This patch implements the matrix types (i.e:float4x4) by making heavy
usage of templating. All matrix functions are now outside of the vector
classes (inside the blender::math namespace) and are not vector size
dependent for the most part.
Motivations
The goal/motivations of this rewrite are the same as the Vector C++ API (D13791):
- Template everything for making it work with any types and avoid code duplication.
- Use functional style instead of Object Oriented function call to allow a simple compatibility layer with GLSL syntax (see T103026 for more details).
- Allow most convenient constructor syntax and accessors (array subscript matrix[c][r], or component alias matrix.y.z).
- Make it cover all features the current C API supports for adoption.
- Keep compilation time and debug performance somehow acceptable.
Consideration:
- The new MatView class can be generated by my_float.view<NumCol, NumRow, StartCol, StartRow>() (with the last 2 being optionnal). This one allows modifying parts of the source matrix in place. It isn't pretty and duplicates a lot of code, but it is needed mainly to replace normalize_m4. At least I think it is a good starting point that can refined further.
- An exhaustive list of missing BLI_math_matrix.h functions from the new API can be found here P3373.
- This adds new Rotation types in order to have a clean API. This will be extended when we port the full Rotation API. The types are made so that they don't allow implicit down-casting to their vector representation.
- Some functions make direct use of the Eigen library, bypassing the Eigen C API defined in intern/eigen. Its use is contained inside math_matrix.cc.
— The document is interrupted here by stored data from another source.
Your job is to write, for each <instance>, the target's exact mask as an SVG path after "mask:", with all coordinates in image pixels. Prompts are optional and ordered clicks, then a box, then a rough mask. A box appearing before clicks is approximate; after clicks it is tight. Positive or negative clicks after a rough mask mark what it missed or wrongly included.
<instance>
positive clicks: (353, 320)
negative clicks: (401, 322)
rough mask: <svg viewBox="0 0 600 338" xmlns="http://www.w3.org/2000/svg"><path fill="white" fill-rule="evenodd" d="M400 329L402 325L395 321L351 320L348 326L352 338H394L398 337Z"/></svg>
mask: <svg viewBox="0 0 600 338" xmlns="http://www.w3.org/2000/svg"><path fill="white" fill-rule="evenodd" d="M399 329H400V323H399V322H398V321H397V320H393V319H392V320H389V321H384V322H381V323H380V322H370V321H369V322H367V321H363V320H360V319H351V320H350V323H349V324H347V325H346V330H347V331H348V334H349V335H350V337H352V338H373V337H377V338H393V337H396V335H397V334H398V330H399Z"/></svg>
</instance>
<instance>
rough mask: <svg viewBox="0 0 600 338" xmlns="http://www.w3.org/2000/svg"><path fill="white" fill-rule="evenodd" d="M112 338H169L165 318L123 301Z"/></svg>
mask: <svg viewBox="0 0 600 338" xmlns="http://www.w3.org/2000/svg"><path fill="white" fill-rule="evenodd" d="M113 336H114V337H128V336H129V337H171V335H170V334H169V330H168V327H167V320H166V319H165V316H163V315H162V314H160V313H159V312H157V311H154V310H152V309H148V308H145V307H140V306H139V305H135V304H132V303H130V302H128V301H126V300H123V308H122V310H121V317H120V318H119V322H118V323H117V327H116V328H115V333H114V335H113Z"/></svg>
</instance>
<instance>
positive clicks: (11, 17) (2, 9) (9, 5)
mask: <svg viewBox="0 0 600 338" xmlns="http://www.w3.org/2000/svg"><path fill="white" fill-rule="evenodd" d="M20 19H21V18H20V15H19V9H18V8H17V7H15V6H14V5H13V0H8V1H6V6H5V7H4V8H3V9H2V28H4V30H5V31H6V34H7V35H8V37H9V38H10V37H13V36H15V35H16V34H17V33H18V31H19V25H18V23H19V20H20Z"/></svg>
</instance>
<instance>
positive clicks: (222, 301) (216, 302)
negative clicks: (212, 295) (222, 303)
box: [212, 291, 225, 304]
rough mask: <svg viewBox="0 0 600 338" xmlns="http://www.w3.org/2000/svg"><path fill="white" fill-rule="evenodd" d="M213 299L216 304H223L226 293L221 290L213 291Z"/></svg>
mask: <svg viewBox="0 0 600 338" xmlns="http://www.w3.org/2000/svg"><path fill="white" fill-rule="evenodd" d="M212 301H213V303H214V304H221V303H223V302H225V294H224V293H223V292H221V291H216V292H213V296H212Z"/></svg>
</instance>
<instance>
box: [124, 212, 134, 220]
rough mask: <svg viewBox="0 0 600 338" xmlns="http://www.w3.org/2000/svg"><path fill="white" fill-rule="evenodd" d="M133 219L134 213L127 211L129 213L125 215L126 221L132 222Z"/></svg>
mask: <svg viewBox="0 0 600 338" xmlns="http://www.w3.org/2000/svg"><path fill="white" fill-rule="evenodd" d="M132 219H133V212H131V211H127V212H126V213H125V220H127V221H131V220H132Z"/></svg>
There is conflicting opinion wether we should use it more so I contained its usage to almost the tasks as in the C API for now.
Performance, SSE & Eigen:
I implemented the SSE version of float3x3 multiplication just for the sake of it. I then tried to use Eigen to see if it would be a valid contender.
| Implementation | Operation | Debug Build | Release Build |
| Baseline | float_3x3_mul | 0.532984 sec | 0.017547 sec |
| Eigen | float_3x3_mul | 4.121274 sec (~7.7x) | 0.023659 sec (~1.3x) |
| SSE2 | float_3x3_mul | 0.168365 sec (~0.3x) | 0.016753 sec (~1.0x) |
| Implementation | Operation | Debug Build | Release Build |
| Baseline | float_4x4_mul | 1.057817 sec | 0.036605 sec |
| Eigen | float_4x4_mul | 1.041448 sec (~1.0x) | 0.010853 sec (~0.3x) |
| SSE2 | float_4x4_mul | 0.204016 sec (~0.2x) | 0.010507 sec (~0.3x) |
The debug build performance is clearly suboptimal with Eigen if not equal to the baseline. But it isn't even as fast as naive implementation in release build. The SSE code make it faster while not improving the release build perf.
Note that this needs more testing as this was only tested on M1 mac with Neon intrinsic which could have less problem with unaligned loads.
The code used for perf testing is P3348.